Interesting project and I hope that you get the car to fit the engine. I have not seen a crankcase with that boss above the oil light switch to take a pressure sender before. I looked to see if I could see the engine number but it looks as if that area has been ground away. The timing chain looks more like a 126 Bis as it has no automatic tensioners like the aircooled engines. Also no locking tab washers on the camshaft sprocket hex screws. Are there countersunk shakeproof washers on those two front main bearing csk screws ?
 
There are a few odd things about that engine - I must admit, I hadn't looked that closely until now.

I've posted a couple of photos of mine complete with an installed and tested, but as yet unconnected, oil pressure gauge sensor.

Toshi is correct -

There should be shakeproof washers under the Phillips-head countersunk bolts and hefty spring washers under the hex-head bolts. It's also not a bad idea to loctite the threads as well.

The camshaft sprocket bolts should be secured with lock tabs - as should the flywheel at the other end of the crankshaft and the hollow bolt on the front pulley. From memory, the other places that there are lock tabs are on the big end bearing caps.

The self tensioners can be seen on the timing chain.

Chris
 

Attachments

  • Oil pressure sender.jpg
    Oil pressure sender.jpg
    474.6 KB · Views: 132
  • Camshaft timing 2.jpg
    Camshaft timing 2.jpg
    649.1 KB · Views: 109
Last edited:
Thanks for all the info guys. I'm going to order a new timing chain as part of the bits I'll get to refresh the engine. Do you know if the shake proof washers and spring washers are available to order?
I'll get a photo of the engine number - I definitely remember seeing it.
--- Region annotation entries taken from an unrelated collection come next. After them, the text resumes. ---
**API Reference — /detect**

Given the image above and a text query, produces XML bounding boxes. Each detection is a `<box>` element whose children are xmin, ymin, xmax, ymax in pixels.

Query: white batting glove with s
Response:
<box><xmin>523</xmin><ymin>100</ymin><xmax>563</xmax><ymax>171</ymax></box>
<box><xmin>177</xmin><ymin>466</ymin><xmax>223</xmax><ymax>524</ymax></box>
The Hobbler (Tom) showed me these pushrod tubes which look pretty nifty:

http://www.megabug.co.uk/vw-empi-adjustable-pushrod-tubes-set-of-8-up-to-1600cc-1093-p.asp

They can be seen in this engine build:



Cheers,
Matt
 
Chris,

I plan on getting the engine balanced by my local engineering firm. Is there any benefit in having the flywheel lightened, or should I just stick to having it balanced?

I know you can't get a manifold to bolt the Dellorto to the Panda head. I was considering producing a technical drawing and getting a company to machine a manifold from billet aluminium. Can anyone see a benefit from this, or should I just use a 126 head? As I already have the Panda head and it's fitted with 35mm intake valves, it seems to make sense to keep it.

Matt
 
Hi Matt;

The main advantage of lightening the flywheel is that a lighter flywheel allows the engine to 'pick-up' quicker--the downside is that you do have to make sure it's balanced properly as the flywheel then lacks some dampening mass--as you are going to use it as an 'everyday' car, I would be tempted to weigh your flywheel as-is, and then have it lightened to 1/2 way between yours and the 2.7 kilo f/wheel. Whatever you do, have it done by a reliable tuning/engine building firm and all the best.
 
Thanks for the advice Tom. There's a local engine building firm which has a very good reputation so I'll see what they can do.
 
Matt,

I didn't change the weight of my flywheel as I wasn't building a racing engine, though I agree with the hobbling one (?Tom) in that a little lightening wouldn't do any harm as long as it is done correctly and the flywheel is properly balanced when finished.

My reasoning was that since flywheels act as a store of rotational energy, a relatively heavy one does take some energy to get it moving but once rotating, the angular momentum will act to smooth the inherent lumpiness of a two cylinder engine.

Either way, my engine starts, revs and runs smoothly. You could say a gold medal performance (that would be Australia's 3rd :D) - gotta be happy with that.

As to the carby, my advice was that the Dellorto FZD is the best carby for these motors and that there is little advantage for a mildy tuned engine in going for a twin port head. Get the 126 inlet port machined to match the carby, fit slightly larger intake valves and your most of the way there.

For some extra opinion, have a read here

http://club126uk.co.uk/smf/index.php?topic=4472.0

and here

http://club126uk.co.uk/smf/index.php?topic=5656.0

Chris
 
Thanks Chris. My thought was I could utilise the Panda head rather than trying to sell it and source a 126 head. If I won't see any advantage in using the Panda head with the Dellorto carb, I'll sell the head.